John D. Norton

  • Distinguished Professor

Professor Norton studies the history and philosophy of physics (relativity, quantum theory, and statistical physics), with a special interest in general relativity, and has published extensively on the detailed steps of Einstein's discovery of general and special relativity and also on many aspects of the theory's philosophical foundations. He was a contributing editor to the Collected Papers of Albert Einstein, volumes 3 and 4, and was recently associate editor and coeditor of Studies in History and Philosophy of Modern Physics. He also works in general philosophy of science, with emphasis on different approaches to confirmation theory, inconsistency in theories, and thought experiments. He is editor for philosophy of physics (space and time, general physics) for the Stanford On-line Encyclopedia of Philosophy, for which he wrote the article on The Hole Argument. In 2001, Norton was one of the founders of philsci-archive.pitt.edu. He has written recently on the "material theory of induction" and defended the power of induction from the underdetermination thesis and grue.
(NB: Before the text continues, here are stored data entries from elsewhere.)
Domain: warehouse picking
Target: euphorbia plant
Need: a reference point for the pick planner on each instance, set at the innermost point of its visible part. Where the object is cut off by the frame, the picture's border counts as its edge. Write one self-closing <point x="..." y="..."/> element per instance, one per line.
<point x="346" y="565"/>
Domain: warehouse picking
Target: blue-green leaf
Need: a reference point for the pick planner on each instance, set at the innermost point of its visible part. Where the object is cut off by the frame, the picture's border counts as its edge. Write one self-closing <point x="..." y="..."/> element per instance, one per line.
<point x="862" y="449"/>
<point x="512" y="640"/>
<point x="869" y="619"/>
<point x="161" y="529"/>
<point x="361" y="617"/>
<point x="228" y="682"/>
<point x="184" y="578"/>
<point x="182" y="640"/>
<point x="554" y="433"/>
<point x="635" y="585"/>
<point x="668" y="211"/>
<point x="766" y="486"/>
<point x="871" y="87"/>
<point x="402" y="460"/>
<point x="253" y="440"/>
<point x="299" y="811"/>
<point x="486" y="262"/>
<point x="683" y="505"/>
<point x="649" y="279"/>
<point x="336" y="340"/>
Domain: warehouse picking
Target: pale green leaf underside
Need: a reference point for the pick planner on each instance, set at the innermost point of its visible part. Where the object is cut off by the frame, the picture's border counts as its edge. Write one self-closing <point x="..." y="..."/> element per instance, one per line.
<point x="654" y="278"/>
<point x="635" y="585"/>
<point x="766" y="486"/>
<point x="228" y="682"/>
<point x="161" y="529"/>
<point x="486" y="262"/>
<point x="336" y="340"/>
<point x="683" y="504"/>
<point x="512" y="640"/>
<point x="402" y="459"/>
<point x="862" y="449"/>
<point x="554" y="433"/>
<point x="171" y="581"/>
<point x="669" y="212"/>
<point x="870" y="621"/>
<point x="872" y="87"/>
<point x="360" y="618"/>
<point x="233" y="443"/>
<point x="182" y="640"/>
He has also mounted a non-Humean critique of causation.

Selected Courses Taught

  • Philosophy of Science (graduate)
  • Theories of Confirmation (graduate)
  • Einstein for Everyone (undergraduate)

Professional Membership/Offices

  • Co-Founder and Executive Committee, philsci-archive.pitt.edu
  • Contributing Editor to Archive for History of Exact Science (1996-present)
  • Associate Editor, Co-Editor of Studies in History and Philosophy of Science (2001-2003)
  • Associate Editor, Philosophy of Science (1990-94)

Education & Training

  • PhD, School of History and Philosophy of Science, University of New South Wales, 1982
  • BE (Chem Eng) Hon. 1, School of Chemical Engineering, University of New South Wales, 1974

Representative Publications

"Chasing the Light: Einstein's Most Famous Thought Experiment," prepared for Thought Experiments in Philosophy, Science and the Arts, eds., James Robert Brown, Mélanie Frappier and Letitia Meynell, Routledge.

"Approximation and Idealization: Why the Difference Matters," Philosophy of Science, 79 (2012), pp. 207-232.

"Waiting for Landauer," Studies in History and Philosophy of Modern Physics, 42(2011), pp. 184-198.

"Challenges to Bayesian Confirmation Theory," Philosophy of Statistics, Vol. 7: Handbook of the Philosophy of Science. Prasanta S. Bandyopadhyay and Malcolm R. Forster (eds.) Elsevier,2011.

"Little boxes: A simple implementation of the Greenberger, Horne, and Zeilinger result for spatial degrees of freedom," American Journal of Physics, 79(2)(2011), pp. 182-188.